The flow of expenditures is broken into major components: consumption, investment, government and net exports, each of them subject to somewhat separable theories about what exactly determines their behavior.

Accounting relationships state definite facts about the world in relational terms. In particular, the national income identity (which simply states that total expenditure is the sum of its components) implies, without need for further proof, that there is a reciprocal, offsetting relationship between public deficits and private savings. To be precise, the financial balance of the private sector (the excess of domestic saving over domestic investment) must always just equal the sum of the government budget deficit and the net export surplus.

Thus increasing the public budget deficit increases net private savings (for an unchanged trade balance), and conversely: increasing net private savings increases the budget deficit.

The Cambridge (UK) economist Wynne Godley and a team at the Levy Economics Institute have built a series of strategic analyses of the U.S. economy on this insight, warning repeatedly of unsustainable trends in the current account and (most of all) in the deterioration of the private financial balance.

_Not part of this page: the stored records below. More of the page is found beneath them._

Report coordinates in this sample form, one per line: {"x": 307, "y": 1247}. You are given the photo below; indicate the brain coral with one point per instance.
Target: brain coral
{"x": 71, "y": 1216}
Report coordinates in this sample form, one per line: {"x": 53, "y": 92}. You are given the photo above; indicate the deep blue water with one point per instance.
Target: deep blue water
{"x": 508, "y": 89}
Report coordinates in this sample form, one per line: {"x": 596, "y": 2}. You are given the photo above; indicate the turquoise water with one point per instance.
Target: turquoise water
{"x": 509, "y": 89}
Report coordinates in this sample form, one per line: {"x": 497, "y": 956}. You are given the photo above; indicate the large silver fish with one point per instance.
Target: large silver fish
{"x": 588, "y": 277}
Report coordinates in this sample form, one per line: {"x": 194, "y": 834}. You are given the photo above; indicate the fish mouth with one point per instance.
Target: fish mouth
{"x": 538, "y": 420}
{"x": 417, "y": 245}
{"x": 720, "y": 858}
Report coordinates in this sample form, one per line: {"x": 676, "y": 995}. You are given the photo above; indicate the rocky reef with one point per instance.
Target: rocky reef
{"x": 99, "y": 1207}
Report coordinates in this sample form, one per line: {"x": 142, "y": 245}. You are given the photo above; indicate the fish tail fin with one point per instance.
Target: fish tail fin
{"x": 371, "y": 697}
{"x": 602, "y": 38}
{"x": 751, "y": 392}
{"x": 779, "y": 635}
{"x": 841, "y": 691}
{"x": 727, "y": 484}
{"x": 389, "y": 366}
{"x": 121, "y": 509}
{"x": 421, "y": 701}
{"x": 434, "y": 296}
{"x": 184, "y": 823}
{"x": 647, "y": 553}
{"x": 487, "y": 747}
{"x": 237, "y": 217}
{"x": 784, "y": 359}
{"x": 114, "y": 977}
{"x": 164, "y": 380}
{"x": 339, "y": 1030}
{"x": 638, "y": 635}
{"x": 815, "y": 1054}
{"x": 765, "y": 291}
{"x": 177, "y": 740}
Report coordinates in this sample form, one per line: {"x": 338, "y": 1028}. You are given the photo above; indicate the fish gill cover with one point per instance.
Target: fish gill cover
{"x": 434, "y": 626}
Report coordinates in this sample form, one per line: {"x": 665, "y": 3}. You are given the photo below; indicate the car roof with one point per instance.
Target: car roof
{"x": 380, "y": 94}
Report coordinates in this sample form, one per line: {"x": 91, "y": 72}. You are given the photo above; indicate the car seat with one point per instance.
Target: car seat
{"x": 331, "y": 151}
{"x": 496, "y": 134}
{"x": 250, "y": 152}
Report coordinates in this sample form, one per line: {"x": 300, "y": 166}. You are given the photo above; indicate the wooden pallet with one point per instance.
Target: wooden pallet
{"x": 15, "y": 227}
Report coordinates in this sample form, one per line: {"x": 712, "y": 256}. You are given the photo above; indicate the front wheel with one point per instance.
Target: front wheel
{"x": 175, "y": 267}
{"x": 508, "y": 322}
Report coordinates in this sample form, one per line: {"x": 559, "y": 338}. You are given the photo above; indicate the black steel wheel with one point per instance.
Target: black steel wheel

They showed that the budget surpluses of the late 1990s (and relatively small deficits in the late 2000s) corresponded to debt accumulation (investment greater than savings) in the private sector. They argued that the eventual cost of servicing those liabilities would force private households into financial retrenchment, which would in turn drive down activity, collapse the corresponding asset prices, and cut tax revenues. The result would drive the public budget deficits through the roof.

And thus—so far as the economics are concerned—more or less precisely these
events came to pass.

Godley’s method is similar to Baker’s: an unsustainable condition probably exists when an indicative difference (or ratio) deviates far from prior values. The difference is that Godley’s approach is embedded explicitly in a framework of accounts, so that there is a structured approach to figuring out what is and what is not tolerable. This is a definite advance.

For example: public sector surpluses were (not long ago) driven by private-sector debt accumulation. This raises the question, how can such accumulation be sustained and what happens when it stops? Conversely in a downturn: very large public-sector deficits are made inevitable by the private-sector’s return to net saving.

But how long will public policymakers, unaccustomed to thinking about these relationships, tolerate those deficits? The question is important, since if for political reasons they do not, the economy may collapse.

On the international side, the willingness of foreigners to hold US government bonds as reserve assets creates a counterpart in the U.S. public deficit: U.S. budget deficits are inevitable so long as the world wishes to add to its reserves of Treasury bonds.

But this raises another focused question: what drives the reserve asset decisions of foreign central banks? In this way, the Godley framework very usefully concentrates our attention on the critical questions: the things we know about, and things we need to know about.